D’autres éléments matériels montrent qu’il y a bel et bien plusieurs strates d’annotation: la couleur des encres et la taille des caractères sont la preuve qu’après une première lecture (au cours de laquelle il note, à propos d’une déclaration du cardinal de Retz, ‘exemple qui ne prouve pas qu’il faut risquer des fautes’), Voltaire nuance sa pensée (en précisant, à l’aide d’une encre plus foncée: ‘mais qu’il faut se faire valoir’; voir l’illustration ci-contre). Voltaire disait vrai quand il écrivait à l’auteur ‘j’exclus l’amour-propre de notre tribunal’. On y trouve des louanges, certes (de nombreux ‘bien’ et ‘beau’, un ‘admirable’…), mais le but de l’opération était de permettre à Vauvenargues de faire une nouvelle édition revue et corrigée de son texte. Aussi trouve-t-on des commentaires moins flatteurs: ‘mauvaise expression et fausse idée’, ‘chapitre plein d’idées trop communes’, ‘manque de logique’, ‘louche’, ‘trivial’. Plus on avance dans le livre, plus les annotations sont brèves, et on voit Voltaire élaborer un système d’abréviations: ‘b’ pour ‘bien’ (de temps en temps un ‘tb’), ‘m’ pour ‘mal’ ou ‘mauvais’, ‘obs’ pour ‘obscur’, ‘triv’ pour ‘trivial’. On trouve même le laconique ‘2 et 2 font 4’ pour désigner des évidences, abrégé plus loin en ‘2 et 2’.

Abréviations de Voltaire, ‘2 et 2’, ‘m’ dans l’Introduction à la connaissance de l’esprit humain, p.360 (Bibliothèque Méjanes).

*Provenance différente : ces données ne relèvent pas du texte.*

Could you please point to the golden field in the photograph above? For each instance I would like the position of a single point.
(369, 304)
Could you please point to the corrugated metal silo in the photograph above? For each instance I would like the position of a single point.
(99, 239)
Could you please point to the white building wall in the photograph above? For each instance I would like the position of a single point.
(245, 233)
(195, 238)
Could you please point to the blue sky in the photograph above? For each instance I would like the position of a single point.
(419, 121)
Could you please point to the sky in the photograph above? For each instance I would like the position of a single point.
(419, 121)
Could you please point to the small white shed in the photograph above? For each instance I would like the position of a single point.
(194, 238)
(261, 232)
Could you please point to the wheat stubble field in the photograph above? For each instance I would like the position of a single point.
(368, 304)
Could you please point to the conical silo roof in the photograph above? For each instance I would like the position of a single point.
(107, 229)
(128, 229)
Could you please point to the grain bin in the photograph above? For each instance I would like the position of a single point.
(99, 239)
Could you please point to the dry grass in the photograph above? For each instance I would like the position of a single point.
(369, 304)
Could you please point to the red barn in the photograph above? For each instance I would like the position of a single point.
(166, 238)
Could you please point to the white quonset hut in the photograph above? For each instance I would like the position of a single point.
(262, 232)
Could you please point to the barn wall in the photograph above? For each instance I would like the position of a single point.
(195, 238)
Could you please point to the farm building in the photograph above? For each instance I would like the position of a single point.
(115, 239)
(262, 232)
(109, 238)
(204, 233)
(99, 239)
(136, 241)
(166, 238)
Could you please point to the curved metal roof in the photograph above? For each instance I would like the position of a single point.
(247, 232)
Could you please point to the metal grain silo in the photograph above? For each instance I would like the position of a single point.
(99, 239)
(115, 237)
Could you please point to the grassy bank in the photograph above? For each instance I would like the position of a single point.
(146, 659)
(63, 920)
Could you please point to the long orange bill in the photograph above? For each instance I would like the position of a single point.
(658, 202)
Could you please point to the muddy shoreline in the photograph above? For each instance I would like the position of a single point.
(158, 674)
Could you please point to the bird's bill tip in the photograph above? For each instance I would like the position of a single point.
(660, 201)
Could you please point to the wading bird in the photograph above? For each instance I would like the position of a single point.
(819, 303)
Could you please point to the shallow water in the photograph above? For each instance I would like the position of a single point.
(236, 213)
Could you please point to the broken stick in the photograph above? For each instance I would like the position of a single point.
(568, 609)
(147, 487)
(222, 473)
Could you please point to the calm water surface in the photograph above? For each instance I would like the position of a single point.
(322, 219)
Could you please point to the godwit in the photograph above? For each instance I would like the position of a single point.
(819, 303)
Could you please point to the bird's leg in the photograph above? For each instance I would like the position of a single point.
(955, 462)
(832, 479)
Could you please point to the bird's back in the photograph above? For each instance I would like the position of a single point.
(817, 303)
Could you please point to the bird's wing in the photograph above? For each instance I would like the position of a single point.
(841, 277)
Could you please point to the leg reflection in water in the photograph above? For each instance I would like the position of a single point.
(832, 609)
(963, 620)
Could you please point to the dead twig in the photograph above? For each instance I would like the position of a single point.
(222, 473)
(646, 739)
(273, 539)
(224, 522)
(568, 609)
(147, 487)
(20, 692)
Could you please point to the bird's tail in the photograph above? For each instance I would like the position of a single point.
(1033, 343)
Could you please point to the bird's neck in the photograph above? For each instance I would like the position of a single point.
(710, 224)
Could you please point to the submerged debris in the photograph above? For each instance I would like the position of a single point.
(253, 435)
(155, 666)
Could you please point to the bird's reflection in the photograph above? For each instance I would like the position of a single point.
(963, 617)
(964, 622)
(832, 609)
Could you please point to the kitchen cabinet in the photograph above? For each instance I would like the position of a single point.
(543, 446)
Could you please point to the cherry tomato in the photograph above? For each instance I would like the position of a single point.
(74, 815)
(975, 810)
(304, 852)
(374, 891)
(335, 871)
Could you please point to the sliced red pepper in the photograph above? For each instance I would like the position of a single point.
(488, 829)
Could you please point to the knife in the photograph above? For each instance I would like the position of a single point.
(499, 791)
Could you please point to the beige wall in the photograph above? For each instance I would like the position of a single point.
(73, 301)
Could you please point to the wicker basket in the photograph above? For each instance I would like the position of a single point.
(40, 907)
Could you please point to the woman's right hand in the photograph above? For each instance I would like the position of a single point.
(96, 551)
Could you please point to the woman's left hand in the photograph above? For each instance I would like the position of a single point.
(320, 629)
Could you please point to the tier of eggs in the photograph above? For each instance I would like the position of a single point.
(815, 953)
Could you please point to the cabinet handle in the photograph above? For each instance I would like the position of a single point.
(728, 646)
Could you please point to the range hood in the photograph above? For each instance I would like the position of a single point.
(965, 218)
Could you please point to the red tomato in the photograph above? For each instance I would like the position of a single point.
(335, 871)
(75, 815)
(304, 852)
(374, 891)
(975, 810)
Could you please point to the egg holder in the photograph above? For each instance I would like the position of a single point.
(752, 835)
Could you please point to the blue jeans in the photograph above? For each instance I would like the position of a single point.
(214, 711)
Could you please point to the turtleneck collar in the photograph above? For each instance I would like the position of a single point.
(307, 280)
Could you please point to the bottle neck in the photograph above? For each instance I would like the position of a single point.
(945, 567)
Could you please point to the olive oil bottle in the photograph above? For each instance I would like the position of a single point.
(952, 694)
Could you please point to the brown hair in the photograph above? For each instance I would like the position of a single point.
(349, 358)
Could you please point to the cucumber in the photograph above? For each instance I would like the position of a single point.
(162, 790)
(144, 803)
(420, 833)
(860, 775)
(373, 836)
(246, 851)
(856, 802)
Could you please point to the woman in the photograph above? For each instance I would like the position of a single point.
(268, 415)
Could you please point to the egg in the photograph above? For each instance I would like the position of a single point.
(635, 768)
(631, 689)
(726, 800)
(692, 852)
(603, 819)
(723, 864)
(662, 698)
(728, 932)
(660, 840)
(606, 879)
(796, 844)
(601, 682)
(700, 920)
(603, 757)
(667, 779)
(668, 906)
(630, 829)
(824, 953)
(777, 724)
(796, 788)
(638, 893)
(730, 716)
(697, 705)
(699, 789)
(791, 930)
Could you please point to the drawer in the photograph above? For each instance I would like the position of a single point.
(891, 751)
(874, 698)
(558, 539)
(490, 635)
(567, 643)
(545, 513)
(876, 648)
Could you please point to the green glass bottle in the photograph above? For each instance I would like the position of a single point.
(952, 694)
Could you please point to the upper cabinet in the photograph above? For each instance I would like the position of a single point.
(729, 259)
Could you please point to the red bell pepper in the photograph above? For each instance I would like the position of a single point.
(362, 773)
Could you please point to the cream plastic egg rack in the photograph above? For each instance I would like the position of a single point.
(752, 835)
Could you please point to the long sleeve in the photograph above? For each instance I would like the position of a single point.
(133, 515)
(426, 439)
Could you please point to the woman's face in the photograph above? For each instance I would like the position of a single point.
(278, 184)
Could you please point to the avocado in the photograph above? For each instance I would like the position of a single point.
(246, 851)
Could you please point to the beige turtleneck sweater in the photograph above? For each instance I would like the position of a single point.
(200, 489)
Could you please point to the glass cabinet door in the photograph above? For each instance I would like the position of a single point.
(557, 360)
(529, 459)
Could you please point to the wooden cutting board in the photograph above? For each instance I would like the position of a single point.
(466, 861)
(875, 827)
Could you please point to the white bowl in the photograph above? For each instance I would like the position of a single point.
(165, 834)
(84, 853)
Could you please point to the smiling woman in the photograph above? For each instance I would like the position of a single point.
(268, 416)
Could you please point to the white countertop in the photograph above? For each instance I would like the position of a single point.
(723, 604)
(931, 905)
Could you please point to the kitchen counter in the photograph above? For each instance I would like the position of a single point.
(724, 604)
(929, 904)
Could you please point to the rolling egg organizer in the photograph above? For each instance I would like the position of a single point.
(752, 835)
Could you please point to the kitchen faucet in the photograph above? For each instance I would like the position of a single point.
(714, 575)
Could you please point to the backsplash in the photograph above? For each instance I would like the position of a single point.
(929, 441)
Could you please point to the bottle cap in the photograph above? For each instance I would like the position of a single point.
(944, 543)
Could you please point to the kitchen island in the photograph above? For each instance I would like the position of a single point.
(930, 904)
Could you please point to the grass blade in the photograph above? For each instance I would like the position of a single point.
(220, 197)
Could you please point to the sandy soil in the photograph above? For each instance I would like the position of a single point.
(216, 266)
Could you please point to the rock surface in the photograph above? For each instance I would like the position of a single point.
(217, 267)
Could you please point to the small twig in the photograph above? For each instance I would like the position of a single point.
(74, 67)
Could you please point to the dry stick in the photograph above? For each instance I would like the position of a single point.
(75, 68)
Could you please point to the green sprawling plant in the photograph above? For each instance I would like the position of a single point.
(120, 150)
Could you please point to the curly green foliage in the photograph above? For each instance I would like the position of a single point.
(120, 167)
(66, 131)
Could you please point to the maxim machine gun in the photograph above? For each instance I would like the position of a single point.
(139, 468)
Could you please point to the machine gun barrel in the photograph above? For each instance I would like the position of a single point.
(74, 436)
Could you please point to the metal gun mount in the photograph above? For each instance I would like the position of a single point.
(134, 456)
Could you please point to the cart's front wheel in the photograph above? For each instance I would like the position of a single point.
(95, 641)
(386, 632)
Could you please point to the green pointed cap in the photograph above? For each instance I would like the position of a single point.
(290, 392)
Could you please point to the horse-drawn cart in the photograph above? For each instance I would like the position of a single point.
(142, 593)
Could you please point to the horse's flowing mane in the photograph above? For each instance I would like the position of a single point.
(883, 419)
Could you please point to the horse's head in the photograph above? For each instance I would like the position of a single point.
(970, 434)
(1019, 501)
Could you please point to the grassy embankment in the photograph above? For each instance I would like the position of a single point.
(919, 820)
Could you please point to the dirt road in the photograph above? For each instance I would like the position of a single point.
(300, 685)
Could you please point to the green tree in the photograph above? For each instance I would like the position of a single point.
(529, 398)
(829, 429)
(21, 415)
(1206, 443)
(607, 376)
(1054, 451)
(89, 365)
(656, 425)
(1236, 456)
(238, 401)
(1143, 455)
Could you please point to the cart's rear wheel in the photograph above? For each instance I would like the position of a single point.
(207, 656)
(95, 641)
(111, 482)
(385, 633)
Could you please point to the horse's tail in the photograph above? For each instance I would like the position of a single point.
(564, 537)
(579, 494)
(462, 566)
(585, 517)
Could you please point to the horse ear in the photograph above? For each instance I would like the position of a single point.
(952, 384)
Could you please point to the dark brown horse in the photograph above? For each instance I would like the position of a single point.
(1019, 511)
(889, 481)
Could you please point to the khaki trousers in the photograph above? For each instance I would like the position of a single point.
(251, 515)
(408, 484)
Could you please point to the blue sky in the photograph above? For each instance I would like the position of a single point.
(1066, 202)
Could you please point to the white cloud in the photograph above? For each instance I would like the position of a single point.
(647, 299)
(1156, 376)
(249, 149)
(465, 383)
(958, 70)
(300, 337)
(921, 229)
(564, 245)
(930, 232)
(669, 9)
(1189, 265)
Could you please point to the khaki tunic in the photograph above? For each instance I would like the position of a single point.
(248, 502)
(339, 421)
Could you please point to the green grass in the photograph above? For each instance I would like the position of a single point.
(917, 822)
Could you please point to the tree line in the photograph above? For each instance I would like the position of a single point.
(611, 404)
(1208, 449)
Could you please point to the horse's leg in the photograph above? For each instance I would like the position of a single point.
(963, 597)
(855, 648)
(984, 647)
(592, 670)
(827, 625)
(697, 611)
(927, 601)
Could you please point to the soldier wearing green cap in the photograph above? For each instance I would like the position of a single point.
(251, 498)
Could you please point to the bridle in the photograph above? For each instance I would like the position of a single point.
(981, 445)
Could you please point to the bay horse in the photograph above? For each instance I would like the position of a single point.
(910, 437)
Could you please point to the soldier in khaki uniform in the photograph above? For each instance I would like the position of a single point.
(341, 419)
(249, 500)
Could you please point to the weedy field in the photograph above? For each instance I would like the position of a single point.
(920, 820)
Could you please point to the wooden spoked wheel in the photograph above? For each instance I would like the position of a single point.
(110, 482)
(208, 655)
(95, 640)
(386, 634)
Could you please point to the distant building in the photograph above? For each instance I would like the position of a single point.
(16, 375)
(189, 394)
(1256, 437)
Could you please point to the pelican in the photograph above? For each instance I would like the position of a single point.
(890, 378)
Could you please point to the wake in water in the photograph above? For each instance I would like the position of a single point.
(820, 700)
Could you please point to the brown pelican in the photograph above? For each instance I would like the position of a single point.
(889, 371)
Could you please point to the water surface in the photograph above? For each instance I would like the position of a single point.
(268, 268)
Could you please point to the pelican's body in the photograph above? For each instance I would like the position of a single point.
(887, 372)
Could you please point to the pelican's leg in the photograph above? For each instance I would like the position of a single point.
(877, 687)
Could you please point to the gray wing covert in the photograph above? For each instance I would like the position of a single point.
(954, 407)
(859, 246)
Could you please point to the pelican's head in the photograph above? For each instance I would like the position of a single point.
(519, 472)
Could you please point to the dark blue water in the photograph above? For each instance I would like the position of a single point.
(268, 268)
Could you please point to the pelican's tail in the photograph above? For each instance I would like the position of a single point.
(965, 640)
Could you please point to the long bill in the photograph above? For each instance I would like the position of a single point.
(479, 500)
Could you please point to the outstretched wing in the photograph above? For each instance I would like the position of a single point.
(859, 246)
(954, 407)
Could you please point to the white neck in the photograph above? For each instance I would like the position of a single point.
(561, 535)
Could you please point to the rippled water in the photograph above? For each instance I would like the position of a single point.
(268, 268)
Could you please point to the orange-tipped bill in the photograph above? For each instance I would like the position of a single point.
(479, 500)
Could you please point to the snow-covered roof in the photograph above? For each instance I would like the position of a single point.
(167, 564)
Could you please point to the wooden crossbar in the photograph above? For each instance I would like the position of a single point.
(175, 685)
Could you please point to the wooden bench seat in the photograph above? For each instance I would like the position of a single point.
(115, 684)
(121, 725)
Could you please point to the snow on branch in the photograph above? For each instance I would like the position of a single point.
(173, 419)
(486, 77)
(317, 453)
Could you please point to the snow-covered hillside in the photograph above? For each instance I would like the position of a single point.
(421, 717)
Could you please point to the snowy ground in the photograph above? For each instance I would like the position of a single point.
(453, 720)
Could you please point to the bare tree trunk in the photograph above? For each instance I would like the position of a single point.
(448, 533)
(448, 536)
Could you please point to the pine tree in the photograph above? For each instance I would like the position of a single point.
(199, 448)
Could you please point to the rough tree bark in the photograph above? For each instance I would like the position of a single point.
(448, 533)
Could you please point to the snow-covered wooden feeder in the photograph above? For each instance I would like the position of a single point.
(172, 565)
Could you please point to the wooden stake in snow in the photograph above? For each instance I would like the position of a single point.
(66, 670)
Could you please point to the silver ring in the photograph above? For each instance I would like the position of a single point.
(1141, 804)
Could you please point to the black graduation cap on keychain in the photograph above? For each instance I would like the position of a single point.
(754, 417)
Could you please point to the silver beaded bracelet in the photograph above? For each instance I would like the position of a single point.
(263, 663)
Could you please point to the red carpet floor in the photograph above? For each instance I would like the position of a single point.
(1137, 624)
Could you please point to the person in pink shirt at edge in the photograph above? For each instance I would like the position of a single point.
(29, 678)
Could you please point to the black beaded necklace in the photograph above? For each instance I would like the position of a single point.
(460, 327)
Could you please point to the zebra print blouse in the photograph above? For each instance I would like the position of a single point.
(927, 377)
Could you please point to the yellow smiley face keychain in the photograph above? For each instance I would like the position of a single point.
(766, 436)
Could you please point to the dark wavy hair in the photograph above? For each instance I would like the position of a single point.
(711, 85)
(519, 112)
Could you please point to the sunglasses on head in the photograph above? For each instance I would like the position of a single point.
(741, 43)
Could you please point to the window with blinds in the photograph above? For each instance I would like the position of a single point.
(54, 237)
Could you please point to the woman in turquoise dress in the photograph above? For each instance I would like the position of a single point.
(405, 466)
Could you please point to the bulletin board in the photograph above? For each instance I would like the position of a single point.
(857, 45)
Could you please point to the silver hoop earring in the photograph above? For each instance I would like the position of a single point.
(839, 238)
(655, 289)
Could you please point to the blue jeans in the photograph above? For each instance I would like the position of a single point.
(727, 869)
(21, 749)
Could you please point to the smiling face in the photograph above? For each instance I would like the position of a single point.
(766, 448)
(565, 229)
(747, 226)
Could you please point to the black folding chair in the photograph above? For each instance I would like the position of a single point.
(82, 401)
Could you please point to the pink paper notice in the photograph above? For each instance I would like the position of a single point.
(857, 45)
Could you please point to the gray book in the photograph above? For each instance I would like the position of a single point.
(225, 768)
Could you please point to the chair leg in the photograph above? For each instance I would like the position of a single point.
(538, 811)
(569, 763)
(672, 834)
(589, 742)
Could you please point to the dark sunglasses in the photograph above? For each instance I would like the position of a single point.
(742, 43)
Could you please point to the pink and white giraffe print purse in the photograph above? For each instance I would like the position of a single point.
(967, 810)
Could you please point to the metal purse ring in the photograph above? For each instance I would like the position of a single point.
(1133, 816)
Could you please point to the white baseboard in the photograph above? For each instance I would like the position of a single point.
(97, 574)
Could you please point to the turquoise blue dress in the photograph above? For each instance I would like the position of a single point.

L’exemplaire aixois ne comporte pas uniquement des traces de la main de Voltaire. Une fois en possession du volume annoté, Vauvenargues le parcourut lui-même en rajoutant quelques corrections, et surtout en supprimant des phrases, voire des paragraphes entiers. Ainsi, sur l’illustration ci-contre, le ‘nous’ manuscrit qui apparaît dans l’interligne de la réflexion XXVII est de la main de Vauvenargues, et le trait vertical qui barre les trois réflexions XXV-XXVII est de lui également. Une nouvelle édition paraît en 1747, où l’on constate que les suppressions effectuées sur la première édition ont bien été prises en compte dans la seconde.
Souvent (mais pas toujours!) les corrections proposées par Voltaire ont été intégrées au texte de la seconde édition. Par exemple, la note marginale ci-contre suggère de tourner la phrase autrement: ‘la joie est un sentiment plus pénétrant’, et la seconde édition reproduit exactement la tournure proposée par Voltaire. Mais ailleurs Vauvenargues réécrit son texte à sa façon, ou bien prend le parti de le réimprimer tel quel. En marge de ce ‘Conseil à un jeune homme’, Voltaire demande ‘pourquoi cet air de lettres familières’ (voir illustration ci-dessous), jugeant que cette forme d’adresse, ‘mon très cher ami’, n’a pas sa place dans un livre qui n’a pas de destinataire en particulier. Cependant ces mots demeurent inchangés dans le texte de 1747.
L’ancien officier qu’est Vauvenargues, dont c’est le premier ouvrage, ne se laisse pas intimider par l’homme de lettres déjà fort célèbre qu’est Voltaire. Tout porte à croire que les deux hommes s’étaient liés d’une véritable amitié, et si les commentaires de Voltaire sont sans complaisance, le temps qu’il a dû y consacrer montre bien l’affection qu’il éprouvait à l’égard de son jeune confrère. Le volume aujourd’hui conservé à Aix était d’abord un don de Vauvenargues, offert à son prestigieux ami. Quand Voltaire le lui rend, il devient don de soi, de son jugement, de son temps.
– Gillian Pink
[1] Voltaire à Vauvenargues; la lettre n’est pas datée, mais Th. Besterman la situe vers le 15 février 1746.
[2] Lettre située vers le 15 mai 1746 par Th. Besterman.